In this section, I collate formulas from above and use key design parameter values from the literature to obtain illustrative MDE calculations for RD designs in the education field. The focus is on standardized test scores of elementary school and preschool students in low-performing schools. MDEs are calculated for each design considered above (where I use the multilevel versions of Designs II and III).

### Presentation and Assumptions

Tables 7.1 and 7.2 display, under various assumptions and for each of the considered RD designs, the total number of schools that are required to achieve precision targets of 0.20, 0.25, and 0.33 of a standard deviation, respectively. These are benchmarks that are typically used in impact evaluations of educational interventions that balance statistical rigor and study costs (Schochet 2008; Hill et al. 2007). In Table 7.1, it is assumed that the score cutoff is at the center of the score distribution and that the treatment and control group samples are balanced. In Table 7.2, it is assumed that the cutoff is at a tertile of the score distribution and that there is a 2:1 split of the research samples. Table 7.3 presents comparable figures to those in Table 7.1 for the RA design.

Because the amount and quality of baseline data vary across evaluations, the power calculations are conducted assuming R2 values of 0, 0.20, 0.50, and 0.70 at each group level. The R2 value of 0.50 is conservative if pretests are available for analysis; the more optimistic 0.70 figure has sometimes been found in the literature (Schochet 2008; Bloom et al. 2005a).

To keep the presentation manageable, RD design effects are presented assuming that scores are normally distributed. As discussed, for a given treatment-control sample split, the RD design effect does not vary much according to the score distribution or location of the cutoff score. Thus, the results that are presented are broadly applicable, but could easily be revised using the alternative score distributions or parameter values that were discussed above.

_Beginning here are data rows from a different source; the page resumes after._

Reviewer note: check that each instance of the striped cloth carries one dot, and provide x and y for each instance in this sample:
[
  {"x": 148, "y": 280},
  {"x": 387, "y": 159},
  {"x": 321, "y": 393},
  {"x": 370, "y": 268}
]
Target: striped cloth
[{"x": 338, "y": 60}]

The estimates also assume:

• A two-tailed test at 80 percent power and a 5 percent significance level
• The intervention is being tested in a single grade with an average of 3 classrooms per school per grade and an average of 23 students per classroom. Thus, the sample contains 69 students per school.
• 80 percent of students in the sample will provide follow-up (posttest) data, so that posttest data are available for about 55 students per school.
• ICC values of 0.15 at the school and classroom levels (which are consistent with the empirical findings in Schochet 2008, Hedges and Hedberg 2007, and Bloom et al. 2005a)
• An ICC value of 0.15 pertaining to the variance of treatment effects across schools in Designs IV and V (Schochet 2008)
• A sharp RD design rather than a fuzzy RD design (that is, that all units comply with their treatment assignments)

### Results

The key results can be summarized as follows:

• Much larger sample sizes are typically required under RD than RA designs. Consider the most commonly-used design in education-related impact studies where equal numbers of schools are assigned to treatment or control status. Under this design, about 114 total schools (57 treatment and 57 control) are required to yield an MDE of 0.25 standard deviations, assuming a regression R2 value of 0.5 (Design III; Table 7.1). The corresponding figure for the RA design is only 42 total schools (Table 7.3). Similarly, for the classroombased Design II, the required number of schools is 45 for the RD design (Table 7.1), compared to only 16 for the RA design (Table 7.3).
• Because of resource constraints, school-based RD designs may only be feasible for interventions that are likely to have relatively large effects (about 0.33 standard deviations or more). Under Design III, 66 schools (33 treatment and 33 control) are required to achieve an MDE of 0.33 standard deviations (assuming an R2 value of 0.50; Table 7.1). This number is comparable to the number of schools that are typically included in large-scale experimental impact evaluations funded by the U.S. Department of Education.
• A 2:1 split of the sample has a small effect on statistical power. The required school sample sizes are similar in Tables 7.1 and 7.2. This occurs because as discussed, a balanced sample allocation yields larger RD design effects than an unbalanced allocation, but also yields smaller variances under the RA design; these two effects are largely offsetting.
• R2 values matter. The viability of RD designs in education research hinges critically on the availability of detailed baseline data at the aggregate school or individual student level—and in particular, pretest data—that can be used as covariates in the regression models to improve R2 values. For instance, for the school-based Design III, the number of schools required to achieve an MDE of 0.33 standard deviations is 39 if the R2 value is 0.70, 66 if the R2 value is 0.50, and 131 for a zero R2 value (Table 7.1).
• RD designs may be most viable for less-clustered designs where classrooms or students are the unit of treatment assignment. For example, under the classroom-based Design II, 45 schools are required to achieve an MDE of 0.25 standard deviations, assuming an R2 value of 0.50 (Table 7.1). The comparable figure for the classroom-based Design V (with random school effects) increases to only 53, because, as discussed, RD design effects are smaller for this design than for Design II. For the student-level Design I, the comparable number of required schools is 13 schools (Table 7.1).